Posted on October 4, 2017

Workers across the nation depend on high-visibility safety clothing every day when they get up and go to their job site. Highway workers, construction workers, airport runway personnel, firefighters, some factory workers, and telephone linemen all rely on fluorescent clothing to be seen by other in order to prevent accidents.  Practically everywhere that workers perform their duties in dangerous areas with low visibility, safety clothing is an essential element of their daily gear. High-visibility clothing can be important in civilian life as well, for bikers, hunters, or anyone outdoors during hunting season.

While it’s common sense that garment manufacturers have a stake in the correct coloration of their products, in the case of high visibility safety clothing, correct coloration has actually been codified into law. According to the U.S. Occupation Safety and Health Administration, workers performing dangerous tasks requiring high visibility, such as roadside workers, must wear garments that conform to the requirements established in ANSI/ISEA 107-2015.1 The ANSI standards require that a garment’s material must be tested by an accredited laboratory and certified by the manufacturer with a Declaration of Conformity.2Without proper testing and the ability to guarantee that their products meet ANSI standards, manufacturers cannot sell high-visibility safety clothing without exposing themselves to a high degree of risk.

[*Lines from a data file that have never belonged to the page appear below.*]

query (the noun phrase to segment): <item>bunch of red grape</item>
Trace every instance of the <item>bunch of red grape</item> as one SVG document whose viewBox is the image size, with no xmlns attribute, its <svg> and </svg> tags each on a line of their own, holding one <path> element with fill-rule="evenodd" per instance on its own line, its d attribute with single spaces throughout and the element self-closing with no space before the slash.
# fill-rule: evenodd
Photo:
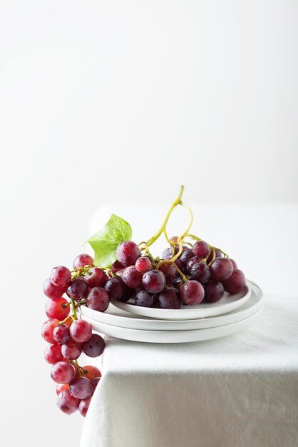
<svg viewBox="0 0 298 447">
<path fill-rule="evenodd" d="M 43 323 L 41 335 L 50 343 L 44 358 L 52 365 L 51 376 L 58 383 L 57 405 L 66 414 L 78 409 L 84 417 L 101 373 L 96 366 L 80 366 L 77 359 L 82 353 L 89 357 L 101 356 L 105 341 L 100 335 L 92 333 L 90 323 L 77 319 L 76 311 L 85 298 L 101 311 L 110 302 L 108 294 L 101 288 L 108 276 L 101 268 L 92 268 L 93 263 L 91 256 L 80 255 L 73 262 L 73 275 L 66 267 L 58 266 L 52 269 L 43 284 L 44 293 L 49 298 L 46 303 L 49 319 Z M 70 301 L 63 296 L 65 293 Z"/>
<path fill-rule="evenodd" d="M 141 256 L 132 241 L 120 243 L 112 268 L 116 277 L 105 286 L 110 297 L 123 301 L 134 298 L 136 306 L 178 309 L 203 299 L 214 303 L 225 291 L 237 293 L 245 287 L 244 273 L 223 252 L 202 240 L 189 244 L 191 248 L 177 241 L 170 239 L 161 260 L 145 251 Z"/>
</svg>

In order to compete in the safety clothing marketplace, manufacturers must invest in color quality control instruments and processes, including spectrophotometers.

Spectrophotometers Ensure High-Visibility Color Quality Standards Are Met

Color measurement instruments that ascertain the exact color of opaque materials by measuring reflected light are known as reflectance spectrophotometers. Manufacturers of high-visibility safety clothing depend on these spectrophotometers to ensure their clothing meets the color standards prescribed in ANSI 107. The extraordinary degree of color measurement accuracy offered by reflectance spectrophotometers makes them essential to determining the color of these garments, and a standard part of safety testing.3

Even when relying on a third-party laboratory to certify garments, manufacturers can use a spectrophotometer on premises as part of their own quality control processes. In doing so, they can ensure that their products will pass inspection and not lose any valuable time or materials by manufacturing and shipping improperly colored garments.

Manufacturers can ensure that their colors exactly match the prescribed standard by using the color measurement software that comes with modern spectrophotometers. This software interprets color as a series of numerical values, allowing it to measure exact shades with decimal accuracy. By programming the software with the desired shades specified by the ANSI requirements, manufacturers can know for certain whether or not their garments meet the standard before they are passed to the lab or shipped to the distributor. These standards can be saved in the instrument’s memory, so technicians can quickly select the standard they need when testing different batches of clothing.